[lbo-talk] on the books and off

Jeffrey Fisher jfisher at igc.org
Sun Aug 24 09:28:40 PDT 2003


On Sunday, August 24, 2003, at 08:03 AM, Kelley wrote:


> National chain business model don't seem to be particularly
> competitive as you suggest. In Maine, if you want someone to clean
> your house, you can hire off the books. Let's say the off the books
> rate is, oh, $10 for one maid/one hour. Since, according to
> Ehrenreich, 25-30% of the market is for cleaning services, the rest
> for independent contractors, then probably even in Maine, as in
> Syracuse, Cortland and Ithaca, you can find the networks of friends,
> colleagues, and acquaintances that will hook you up with a maid you'll
> trust. So, Merry Maids is charging $100/hr for four maids. I'm trying
> to figure out how Merry Maids thinks they can compete when you can
> probably get four maids on the black market for $40?

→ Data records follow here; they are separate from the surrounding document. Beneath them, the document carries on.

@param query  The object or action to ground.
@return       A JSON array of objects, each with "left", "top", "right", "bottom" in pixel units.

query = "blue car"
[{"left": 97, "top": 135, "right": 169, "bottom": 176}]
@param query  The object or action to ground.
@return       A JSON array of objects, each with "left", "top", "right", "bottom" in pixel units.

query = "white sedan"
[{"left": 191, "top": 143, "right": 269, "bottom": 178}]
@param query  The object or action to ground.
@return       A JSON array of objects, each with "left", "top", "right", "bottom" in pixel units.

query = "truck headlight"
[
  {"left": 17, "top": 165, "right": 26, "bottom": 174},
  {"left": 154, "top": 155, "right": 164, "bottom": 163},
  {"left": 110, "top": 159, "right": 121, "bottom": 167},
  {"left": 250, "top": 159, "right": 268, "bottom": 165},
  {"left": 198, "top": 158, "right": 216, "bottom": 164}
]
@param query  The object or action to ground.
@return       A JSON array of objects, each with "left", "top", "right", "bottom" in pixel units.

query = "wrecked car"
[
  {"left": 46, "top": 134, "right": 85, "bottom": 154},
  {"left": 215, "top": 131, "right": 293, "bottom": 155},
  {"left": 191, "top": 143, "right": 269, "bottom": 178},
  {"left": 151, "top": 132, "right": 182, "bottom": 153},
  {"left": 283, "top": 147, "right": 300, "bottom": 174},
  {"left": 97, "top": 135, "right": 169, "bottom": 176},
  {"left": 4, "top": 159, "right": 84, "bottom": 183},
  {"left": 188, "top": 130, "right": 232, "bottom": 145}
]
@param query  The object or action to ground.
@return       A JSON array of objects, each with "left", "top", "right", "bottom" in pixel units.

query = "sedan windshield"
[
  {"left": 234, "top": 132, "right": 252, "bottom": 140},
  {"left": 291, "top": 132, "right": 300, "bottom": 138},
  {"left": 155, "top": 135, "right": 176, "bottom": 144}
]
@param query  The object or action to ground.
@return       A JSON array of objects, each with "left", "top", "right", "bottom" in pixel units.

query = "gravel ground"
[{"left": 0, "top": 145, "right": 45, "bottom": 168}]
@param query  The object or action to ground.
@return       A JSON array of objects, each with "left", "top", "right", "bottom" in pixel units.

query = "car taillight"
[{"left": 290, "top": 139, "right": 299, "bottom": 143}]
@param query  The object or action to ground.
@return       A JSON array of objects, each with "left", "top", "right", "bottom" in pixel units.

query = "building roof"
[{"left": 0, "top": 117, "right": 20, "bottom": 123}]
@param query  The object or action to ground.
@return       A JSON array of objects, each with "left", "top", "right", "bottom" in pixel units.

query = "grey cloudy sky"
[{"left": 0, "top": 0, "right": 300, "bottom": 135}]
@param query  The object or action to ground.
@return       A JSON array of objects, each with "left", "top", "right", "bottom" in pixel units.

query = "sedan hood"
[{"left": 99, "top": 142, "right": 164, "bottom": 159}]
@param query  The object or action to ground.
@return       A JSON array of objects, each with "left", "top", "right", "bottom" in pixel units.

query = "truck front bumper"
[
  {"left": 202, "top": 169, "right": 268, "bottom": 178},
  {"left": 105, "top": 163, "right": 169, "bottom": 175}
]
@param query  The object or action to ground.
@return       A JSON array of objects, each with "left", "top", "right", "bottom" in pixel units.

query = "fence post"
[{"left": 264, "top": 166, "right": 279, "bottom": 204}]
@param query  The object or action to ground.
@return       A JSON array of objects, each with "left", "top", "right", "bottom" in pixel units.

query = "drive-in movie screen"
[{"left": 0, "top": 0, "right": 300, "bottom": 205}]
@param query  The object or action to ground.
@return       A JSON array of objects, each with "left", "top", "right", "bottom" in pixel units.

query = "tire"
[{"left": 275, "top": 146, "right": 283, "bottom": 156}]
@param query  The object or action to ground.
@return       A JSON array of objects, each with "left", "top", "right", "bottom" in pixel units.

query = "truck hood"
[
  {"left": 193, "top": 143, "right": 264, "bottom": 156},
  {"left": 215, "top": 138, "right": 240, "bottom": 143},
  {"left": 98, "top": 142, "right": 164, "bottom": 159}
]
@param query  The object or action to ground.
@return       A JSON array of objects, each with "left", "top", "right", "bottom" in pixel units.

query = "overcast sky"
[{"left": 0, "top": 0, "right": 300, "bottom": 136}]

answer: they can't. i'm convinced the market for merry maids is people who aren't comfortable for one reason or another using independent cleaning ladies [sic] or don't want to do the work to find someone they trust and like. it's kind of a captive market, in a way. the real question, imo, at least for merry maids, is whether their franchises (and i think, though i may be wrong, that they're entirely or almost entirely franchised) can survive on that market segment, the 25-30%, which sounds like about the right number.